In Moscow, an increasingly ensnared and desperate Russian President Vladimir Putin is facing stark and potentially even more explosive decisions about what his next move will be, raising concerns that he may opt for further escalation rather than admit defeat.

“The fact that Putin is turning into a pariah on the international stage makes him even more dangerous and unpredictable,” said Andrius Tursa, an expert on Central and Eastern Europe at Teneo, a London-based political risk firm, in a briefing note.
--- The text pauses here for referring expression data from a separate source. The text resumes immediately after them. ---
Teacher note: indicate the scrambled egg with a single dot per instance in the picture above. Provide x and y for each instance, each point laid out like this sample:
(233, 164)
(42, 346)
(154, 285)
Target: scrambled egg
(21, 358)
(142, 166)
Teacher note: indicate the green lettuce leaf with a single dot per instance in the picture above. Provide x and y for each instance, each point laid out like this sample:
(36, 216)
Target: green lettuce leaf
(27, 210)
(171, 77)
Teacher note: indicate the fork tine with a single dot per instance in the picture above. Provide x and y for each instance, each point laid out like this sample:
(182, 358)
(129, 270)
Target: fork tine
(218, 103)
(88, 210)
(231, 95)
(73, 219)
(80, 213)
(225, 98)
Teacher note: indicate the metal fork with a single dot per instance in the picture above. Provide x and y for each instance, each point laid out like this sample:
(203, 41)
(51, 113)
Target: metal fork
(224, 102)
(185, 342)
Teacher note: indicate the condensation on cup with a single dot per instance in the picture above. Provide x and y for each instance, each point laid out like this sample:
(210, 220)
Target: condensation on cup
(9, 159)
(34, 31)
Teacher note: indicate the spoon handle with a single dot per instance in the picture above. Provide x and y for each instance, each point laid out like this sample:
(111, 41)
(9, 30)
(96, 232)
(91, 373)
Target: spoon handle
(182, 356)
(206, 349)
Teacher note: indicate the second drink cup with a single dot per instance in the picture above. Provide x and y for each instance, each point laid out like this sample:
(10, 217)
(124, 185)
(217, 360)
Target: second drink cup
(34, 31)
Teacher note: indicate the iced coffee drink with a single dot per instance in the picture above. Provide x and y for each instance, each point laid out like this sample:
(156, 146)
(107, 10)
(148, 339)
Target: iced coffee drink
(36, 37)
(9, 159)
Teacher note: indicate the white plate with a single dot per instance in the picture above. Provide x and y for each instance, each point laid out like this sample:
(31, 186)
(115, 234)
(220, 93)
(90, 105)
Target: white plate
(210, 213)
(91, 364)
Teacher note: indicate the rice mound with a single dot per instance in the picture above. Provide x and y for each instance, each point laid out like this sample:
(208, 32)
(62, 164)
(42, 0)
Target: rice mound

Signs of Putin revving up his war machine were evident on Monday after Russia allegedly stepped up its missile campaign on Ukrainian cities. The loudest explosions yet heard struck Kyiv, the capital, and videos showed the potential use of cluster bombs in a residential area of Kharkiv, the country's second largest city. Media reported that seven civilians were killed and 44 people wounded.

Russia is coming under a crippling economic assault by Western powers that took a kind of shock-and-awe move to freeze the assets of Russia's central bank, a step that potentially leaves Putin unable to access about half of the $640 billion in reserves Russia has built up since the Ukraine crisis started in 2014 following the so-called “Maidan Revolution,” a U.S.-backed uprising that ousted Ukraine's democratically-elected pro-Russian president.

Putin’s invasion of Ukraine is advancing but meeting stiff opposition and Russian casualties and losses are mounting.

Ukraine claims more than 5,000 Russian soldiers have been killed, a number that cannot be verified. Russia has not said how many of its troops have been killed, but says that Ukrainian losses are far superior than its. Ukraine claims that about 300 soldiers have been killed.